I'm not satisfied. Leaving here 1-1 would be unacceptable.


----------



## Cornholio (Feb 13, 2005)

I'm not satisfied till we get that 4th win.


----------



## Spaceman Spiff (Aug 2, 2006)

In fact, I almost watched this game without cracking a single smile until Brent Barry went back to his '96 form. 

The blowout was good. Exactly what I wanted. Kill some of their confidence, and weather the early storm fueled by that loud *** crowd. Mutombo did a great job of humbling the arena. Great move by Adelman bringing Mutombo in for some extended play. I really hope to see more of this.

Next game they will be sure to come out firing on all cylinders and also make several pure bull**** shots. We'll have to keep pace in the next game and wear them out as the game goes on. Expect somewhere along the line for Oden to get more minutes since he was pretty good. If that's the case we'll have to put heavy pressure on him with Yao and make him work hard on both ends and also draw some more fouls on him.


----------



## OneBadLT123 (Oct 4, 2005)

Cornholio said:


> Totally.
> 
> *PS: You could copy my playoff series thread for the thread in the playoff forum. I don't think HKF will edit it*


Done!


----------



## Cornholio (Feb 13, 2005)

I meant the one that's up top (the sticky), but it's fine anyway. eace:


----------



## OneBadLT123 (Oct 4, 2005)

> Houston's Yao Ming sank all nine of his shots on Saturday, tying a league playoff record for highest shooting percentage by a player with at least nine attempts.
> Highest FG Percentage, Single Game NBA Playoff History (Min. 9 FGA) Player FG-FGA Pct
> '75 Larry McNeill 12-12 1.000
> '85 Scott Wedman 11-11 1.000
> ...


http://sports.espn.go.com/nba/recap?gameId=290418022


----------



## Cornholio (Feb 13, 2005)

> "We still have work to do.
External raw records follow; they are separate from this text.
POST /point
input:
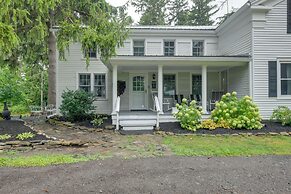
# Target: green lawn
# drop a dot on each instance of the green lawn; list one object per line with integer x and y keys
{"x": 16, "y": 160}
{"x": 229, "y": 146}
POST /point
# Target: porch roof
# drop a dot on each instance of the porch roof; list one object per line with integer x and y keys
{"x": 141, "y": 61}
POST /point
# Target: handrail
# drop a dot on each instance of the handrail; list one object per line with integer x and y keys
{"x": 116, "y": 110}
{"x": 159, "y": 111}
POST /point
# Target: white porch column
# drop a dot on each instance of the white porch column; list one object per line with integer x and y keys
{"x": 160, "y": 85}
{"x": 114, "y": 87}
{"x": 204, "y": 89}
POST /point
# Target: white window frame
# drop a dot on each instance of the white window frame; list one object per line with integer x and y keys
{"x": 203, "y": 53}
{"x": 78, "y": 80}
{"x": 84, "y": 54}
{"x": 279, "y": 79}
{"x": 144, "y": 47}
{"x": 175, "y": 47}
{"x": 92, "y": 77}
{"x": 102, "y": 98}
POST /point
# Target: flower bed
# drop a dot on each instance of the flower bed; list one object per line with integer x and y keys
{"x": 269, "y": 128}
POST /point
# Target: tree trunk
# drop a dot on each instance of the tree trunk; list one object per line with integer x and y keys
{"x": 52, "y": 68}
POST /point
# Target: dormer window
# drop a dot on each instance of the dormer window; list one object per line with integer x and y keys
{"x": 198, "y": 48}
{"x": 169, "y": 48}
{"x": 92, "y": 53}
{"x": 289, "y": 17}
{"x": 138, "y": 48}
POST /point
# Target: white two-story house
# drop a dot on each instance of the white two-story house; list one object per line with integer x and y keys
{"x": 249, "y": 53}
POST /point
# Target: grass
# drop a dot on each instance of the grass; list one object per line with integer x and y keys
{"x": 228, "y": 146}
{"x": 15, "y": 160}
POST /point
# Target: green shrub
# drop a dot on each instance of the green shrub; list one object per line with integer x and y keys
{"x": 77, "y": 105}
{"x": 239, "y": 114}
{"x": 5, "y": 137}
{"x": 26, "y": 135}
{"x": 282, "y": 114}
{"x": 98, "y": 120}
{"x": 189, "y": 116}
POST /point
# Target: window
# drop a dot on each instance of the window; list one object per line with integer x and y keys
{"x": 198, "y": 48}
{"x": 138, "y": 84}
{"x": 92, "y": 53}
{"x": 138, "y": 48}
{"x": 289, "y": 16}
{"x": 285, "y": 78}
{"x": 100, "y": 85}
{"x": 196, "y": 84}
{"x": 169, "y": 83}
{"x": 85, "y": 82}
{"x": 169, "y": 48}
I would say until we knock down this series, it's still 0-0."


Yao Ming


----------



## Cornholio (Feb 13, 2005)

> *Houston 108, Portland 81*
> 
> We warned you that Portland had been laying eggs on the offensive end all season, so I'm not surprised to see the Trail Blazers abandon their defensive principals, and allow good looks. I'm a bit surprised to see Houston, which can clang away for stretches, take advantage as efficiently as they did, but the Portland D was hardly a shocker.
> 
> ...


BDL - Behind The Box Score


----------



## Basel (Mar 31, 2005)

Basel said:


> I've got the Rockets taking Game 1 in Portland. I'm rooting for you guys.


:10:


----------



## gi0rdun (May 31, 2007)

Basel is only rooting for the Rockets because he's scared the Lakers will play the Blazers in Round 2.


----------



## Basel (Mar 31, 2005)

gi0rdun said:


> Basel is only rooting for the Rockets because he's scared the Lakers will play the Blazers in Round 2.


Actually, I would love for the Lakers to play the Blazers in the playoffs and show them that the regular season means nothing when it comes to playing @ the Rose Garden. But I don't like them as a team which is why I'm rooting against them. 

That, and I just feel bad for the Rockets - they need to get out of the 1st round. Whoever wins, though, will lose to the Lakers.


----------